Cash flow divergence: (4) Persistent gap between reported PAT and operating cash flow — if a company reports Rs 500 crore PAT but only Rs 100 crore CFO over three consecutive years, profits are not converting to cash. (5) Working capital expansion unexplained by business growth — inventory or receivable days increasing without clear operational reason.

Balance sheet: (6) Unexplained growth in intangibles or goodwill, particularly following related-party acquisitions at prices above fair value. (7) Frequent capitalisation of costs that peers expense. (8) High and rising pledged promoter shareholding — a signal of leverage risk and potential forced selling. (9) Loans and advances to related parties or subsidiaries with opaque documentation.

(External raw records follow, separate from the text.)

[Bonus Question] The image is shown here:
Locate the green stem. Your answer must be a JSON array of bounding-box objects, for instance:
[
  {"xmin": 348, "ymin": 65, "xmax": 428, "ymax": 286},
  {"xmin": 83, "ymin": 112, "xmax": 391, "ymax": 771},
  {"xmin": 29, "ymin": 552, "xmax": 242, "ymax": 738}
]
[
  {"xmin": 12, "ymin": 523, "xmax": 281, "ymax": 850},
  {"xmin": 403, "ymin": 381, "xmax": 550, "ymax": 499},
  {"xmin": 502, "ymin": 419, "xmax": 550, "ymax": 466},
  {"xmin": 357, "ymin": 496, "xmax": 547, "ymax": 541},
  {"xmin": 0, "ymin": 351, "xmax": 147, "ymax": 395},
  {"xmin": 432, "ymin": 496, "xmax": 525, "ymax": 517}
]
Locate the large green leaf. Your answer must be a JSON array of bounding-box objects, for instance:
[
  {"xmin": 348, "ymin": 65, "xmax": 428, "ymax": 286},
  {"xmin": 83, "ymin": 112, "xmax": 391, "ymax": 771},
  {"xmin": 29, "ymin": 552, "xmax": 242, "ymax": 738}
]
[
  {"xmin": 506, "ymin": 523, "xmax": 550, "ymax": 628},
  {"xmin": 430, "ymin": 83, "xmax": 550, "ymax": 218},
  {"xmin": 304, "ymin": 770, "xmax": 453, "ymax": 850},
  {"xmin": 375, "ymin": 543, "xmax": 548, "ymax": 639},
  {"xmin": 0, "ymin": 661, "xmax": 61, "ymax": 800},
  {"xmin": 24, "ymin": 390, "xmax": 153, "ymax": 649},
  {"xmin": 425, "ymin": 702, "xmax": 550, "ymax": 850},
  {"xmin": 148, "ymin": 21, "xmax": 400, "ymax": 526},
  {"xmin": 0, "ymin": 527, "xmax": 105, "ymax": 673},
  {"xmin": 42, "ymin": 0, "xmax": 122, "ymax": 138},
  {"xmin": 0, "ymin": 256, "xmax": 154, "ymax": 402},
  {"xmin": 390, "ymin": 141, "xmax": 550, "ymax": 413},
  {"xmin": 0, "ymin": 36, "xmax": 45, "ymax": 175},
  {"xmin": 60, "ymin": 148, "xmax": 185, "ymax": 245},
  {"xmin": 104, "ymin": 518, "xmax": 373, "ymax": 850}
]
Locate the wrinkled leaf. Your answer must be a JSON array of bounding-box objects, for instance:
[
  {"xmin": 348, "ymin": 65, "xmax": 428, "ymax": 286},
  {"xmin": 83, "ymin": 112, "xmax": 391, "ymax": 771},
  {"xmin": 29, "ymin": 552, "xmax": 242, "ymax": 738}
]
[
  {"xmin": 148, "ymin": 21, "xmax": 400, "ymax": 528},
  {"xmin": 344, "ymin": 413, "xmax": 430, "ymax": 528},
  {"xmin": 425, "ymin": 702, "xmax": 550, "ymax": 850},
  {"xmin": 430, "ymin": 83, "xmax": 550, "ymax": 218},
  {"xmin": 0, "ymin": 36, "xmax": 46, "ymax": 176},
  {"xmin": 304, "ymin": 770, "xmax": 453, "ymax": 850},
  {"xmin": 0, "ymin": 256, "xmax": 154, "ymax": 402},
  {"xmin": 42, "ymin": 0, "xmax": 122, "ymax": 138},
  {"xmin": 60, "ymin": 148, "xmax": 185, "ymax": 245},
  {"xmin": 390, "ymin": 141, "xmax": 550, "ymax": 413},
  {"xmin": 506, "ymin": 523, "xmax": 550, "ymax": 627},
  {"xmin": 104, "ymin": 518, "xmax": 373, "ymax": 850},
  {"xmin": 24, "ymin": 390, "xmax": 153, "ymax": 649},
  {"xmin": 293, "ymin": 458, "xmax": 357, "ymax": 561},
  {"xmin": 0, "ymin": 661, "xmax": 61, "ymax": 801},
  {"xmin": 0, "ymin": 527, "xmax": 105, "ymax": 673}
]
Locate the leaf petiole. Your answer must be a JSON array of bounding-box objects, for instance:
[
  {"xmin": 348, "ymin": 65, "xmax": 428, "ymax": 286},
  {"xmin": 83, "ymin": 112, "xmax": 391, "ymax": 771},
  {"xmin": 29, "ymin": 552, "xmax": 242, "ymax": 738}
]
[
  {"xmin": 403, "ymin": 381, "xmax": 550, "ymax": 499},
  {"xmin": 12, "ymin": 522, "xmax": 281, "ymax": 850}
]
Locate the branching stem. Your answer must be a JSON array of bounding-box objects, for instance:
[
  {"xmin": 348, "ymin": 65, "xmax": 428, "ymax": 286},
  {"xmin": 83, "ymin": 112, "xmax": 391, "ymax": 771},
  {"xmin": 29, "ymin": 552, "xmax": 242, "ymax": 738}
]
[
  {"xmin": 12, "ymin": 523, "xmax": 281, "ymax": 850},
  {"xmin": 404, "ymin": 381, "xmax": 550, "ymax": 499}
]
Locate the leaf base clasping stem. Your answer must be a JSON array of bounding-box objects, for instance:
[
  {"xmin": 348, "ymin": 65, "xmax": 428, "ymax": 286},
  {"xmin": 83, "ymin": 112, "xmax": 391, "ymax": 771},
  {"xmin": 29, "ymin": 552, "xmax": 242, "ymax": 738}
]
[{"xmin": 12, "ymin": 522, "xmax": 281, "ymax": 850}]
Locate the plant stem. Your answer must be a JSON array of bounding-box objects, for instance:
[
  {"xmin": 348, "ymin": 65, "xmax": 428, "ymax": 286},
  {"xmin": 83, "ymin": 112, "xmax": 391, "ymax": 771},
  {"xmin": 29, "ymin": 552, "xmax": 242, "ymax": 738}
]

Auditor signals: (10) Auditor resignation or rotation mid-year. (11) Qualified or emphasis-of-matter paragraph in audit report. (12) Change of auditor from a reputable Big Four or large mid-tier firm to a lesser-known firm.

Promoter behaviour: (13) Frequent equity dilution at low prices, particularly to promoter-linked entities. (14) Promoters selling significant stakes during periods of positive public guidance. (15) High promoter remuneration as a percentage of PAT, particularly in years of low profitability. (16) Multiple subsidiaries with complex intercompany transactions.

Disclosure quality: (17) Vague or boilerplate MD&A sections without specific discussion of operating metrics. (18) Inconsistency between investor presentation claims and audited accounts. (19) Delay in filing quarterly results without adequate explanation. The presence of multiple red flags, rather than a single one, dramatically increases the risk of investing in a problematic company.

Educational only. This glossary entry is for informational purposes and does not constitute investment, tax, or legal guidance. Please consult a SEBI-registered adviser before making any investment decision.